Some instrument approach procedures include a note stating a coupled approach is not authorized (NA). The approach navigation signal may be momentarily blocked at one or more points on the approach. Generally the blockage is temporary, like construction equipment.
The localizer and glideslope needles may “flicker” extremely briefly at some point on the approach, which a pilot can easily fly through (the needles re-center before you have a chance to try to reacquire), but which would cause an autopilot pitch and/or heading excursion if coupled.
Look for a related note on the instrument approach chart, but also check Notams because of the temporary nature of these approach limitations.
Tom Turner is a CFII-MEI who frequently writes and lectures on aviation safety.
Incredibly bad advice. While relying on the automation alone is not a good idea, the automation is what has reduced the accident rate among GA pilots.
Flying a coupled approach in hard IFR while practicing hand flying raw data when the weather is good is critical to safe flying in the 21st century. In jets, you would flunk your check ride if you didn’t use the automation to the fullest extent possible. I’m surprised you published this.
I totally agree with Arthur. Your article is irresponsible. Very concerning. We have a bigger issue with GA pilots not being proficient with their automation and trying to hand fly than the reverse.
I agree entirely. A landing is not a time for autopilot!

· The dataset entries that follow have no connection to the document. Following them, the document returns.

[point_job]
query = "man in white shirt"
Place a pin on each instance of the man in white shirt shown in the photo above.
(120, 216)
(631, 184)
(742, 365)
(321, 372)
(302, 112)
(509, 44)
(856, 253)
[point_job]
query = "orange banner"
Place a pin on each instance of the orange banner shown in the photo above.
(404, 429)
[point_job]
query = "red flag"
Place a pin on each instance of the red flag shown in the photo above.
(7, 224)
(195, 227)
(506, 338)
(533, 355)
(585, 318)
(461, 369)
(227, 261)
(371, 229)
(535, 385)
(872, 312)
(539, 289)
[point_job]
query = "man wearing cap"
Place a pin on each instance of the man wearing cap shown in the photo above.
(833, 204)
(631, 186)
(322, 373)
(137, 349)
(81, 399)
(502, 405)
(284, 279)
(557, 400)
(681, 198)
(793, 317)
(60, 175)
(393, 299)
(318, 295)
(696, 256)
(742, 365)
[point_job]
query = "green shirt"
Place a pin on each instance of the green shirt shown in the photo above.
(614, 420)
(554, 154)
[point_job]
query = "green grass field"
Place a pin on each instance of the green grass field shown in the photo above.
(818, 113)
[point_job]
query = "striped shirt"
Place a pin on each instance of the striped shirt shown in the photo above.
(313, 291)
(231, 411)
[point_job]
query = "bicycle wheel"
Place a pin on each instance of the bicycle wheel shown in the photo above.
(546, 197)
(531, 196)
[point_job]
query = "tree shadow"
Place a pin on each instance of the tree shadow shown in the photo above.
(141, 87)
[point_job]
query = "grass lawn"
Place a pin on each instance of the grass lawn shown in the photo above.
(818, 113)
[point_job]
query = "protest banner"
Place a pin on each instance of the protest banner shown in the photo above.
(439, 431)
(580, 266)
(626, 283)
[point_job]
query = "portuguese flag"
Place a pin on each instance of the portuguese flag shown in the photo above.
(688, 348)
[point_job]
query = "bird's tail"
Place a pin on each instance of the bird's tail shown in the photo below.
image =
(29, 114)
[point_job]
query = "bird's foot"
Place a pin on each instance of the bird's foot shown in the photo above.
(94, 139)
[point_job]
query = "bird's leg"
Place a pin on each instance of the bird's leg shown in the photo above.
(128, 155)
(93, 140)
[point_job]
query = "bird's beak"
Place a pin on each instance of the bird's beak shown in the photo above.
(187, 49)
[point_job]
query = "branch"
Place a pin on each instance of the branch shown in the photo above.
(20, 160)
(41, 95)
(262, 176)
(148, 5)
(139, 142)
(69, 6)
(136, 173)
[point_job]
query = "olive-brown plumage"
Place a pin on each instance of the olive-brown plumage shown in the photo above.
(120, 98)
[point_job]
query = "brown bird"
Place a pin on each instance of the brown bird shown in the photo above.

Thanks, Steve
I get where the author is coming from, but I have a different idea on how I manage having an AP.
I try to fly about half of my approaches by hand and the other half with my AP for two equally valid reasons:
1. I need to keep my hand flying skills current.
2. I need to keep my memory of the “button pushing” skills current in regard to operating the AP in actual IMC.
I do think that proper use of the AP in IMC has greatly increased the safety of single pilot IMC operations, especially in busy airspace such as Class B. AP’s allow the pilot to concentrate on navigating and flying complex clearances from ATC while in these congested areas, which can be confusing to those of us who don’t regularly fly in those airspaces in low visibility conditions.
But I do agree that the overuse of the AP (even in cruise) can be a detriment to maintaining proficiency if not careful.